The writer of Hebrews is reminding readers how great this salvation is. It is greater than everything that Judaism is all about. God is the author of the Mosaic Law and Jesus is the fulfillment of that law.
The author and finisher has now come and fulfilled and fully brought about salvation. We now find our righteousness wholly in him. He now comes into us and lives God’s life through us.
This is the great salvation and the message of the gospel.
The question that this verse asks, “How will we escape if we neglect such a great foundation?”, is a rhetorical one. We can’t escape. A famous poet said, “You either have faith or unbelief. There’s no neutral ground.”
If we neglect the message and revelation and the call of Christ, it is to our peril. In other words, it’s not ok. It is like being instructed or taught or commanded, as a general contractor, that you must build on rock or pour cement to certain specifications, when you build; and there is no escaping destruction, if you build on sand: the shifting under the load will collapse the house when the storms come.
In other words, you can not hear the message of Christ and not change your life. When the tax man, Zacchaeus, encountered Jesus (Luke 19), he immediately made changes in his lifestyle and Jesus exclaimed that salvation has come to this man. Others heard Jesus and made no changes or tried to co-opt him for their plans or rejected his message.
Let’s imagine that the readers of Hebrews were Jewish Christians who had come out of Judaism and to one degree or another, continued Jewish faith and practice, centered on the Temple in Jerusalem. Then, in 70 A.D., the temple was destroyed and they had to flee the Jerusalem area, and leave everything behind.
They had to process all this and they may have been told the words of Jesus that predicted the sacking of Jerusalem. At some point, the letter we have, to the Hebrews, comes to them. My point is that these folks who had a very rich heritage might have been confused, disappointed, suffering, and in grief.
This word, that I am discussing, comes to them, “Do not neglect this great salvation”. In other words, it can be neglected and rather than neglect it, cultivate it, celebrate it, draw life from it. For salvation is a person, Christ.
He came, telling us that he is the way. Those who experienced him told the next generation or folks who did not see and hear Jesus, the message of salvation through Jesus, who is God’s Messiah.
The last supper is where Jesus tied together his life with us, his death for us, and his resurrection life now in us; to his disciples. The Eucharist or Communion is not magical or mournful, but is Jesus call to us to live his life together, in love; which is Christianity or the great salvation that the author of Hebrews is referring to. The salvation is a person.
We must not neglect the person of Christ who works through us for the salvation of the world. We gather together in his name and love each other, sharing life, his life. This is the great salvation that saves the world because the door and the table is open.
Deliverance and life is through a person. His faithfulness.
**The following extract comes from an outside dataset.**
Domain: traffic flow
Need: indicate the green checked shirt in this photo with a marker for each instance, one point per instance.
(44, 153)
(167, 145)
My little faith says “yes” to that and then I add obedience to that trust and cultivate his life in mine.
Christ is always on my mind, how I can please him, and how much I adore him. Worship is a life of continual thankfulness, cultivating his life in mine.
And suffering is part of the package, but he compensates me and comforts me and always has a plan and me his love never fails. Oh how He loves us. I will not neglect his saving life in me.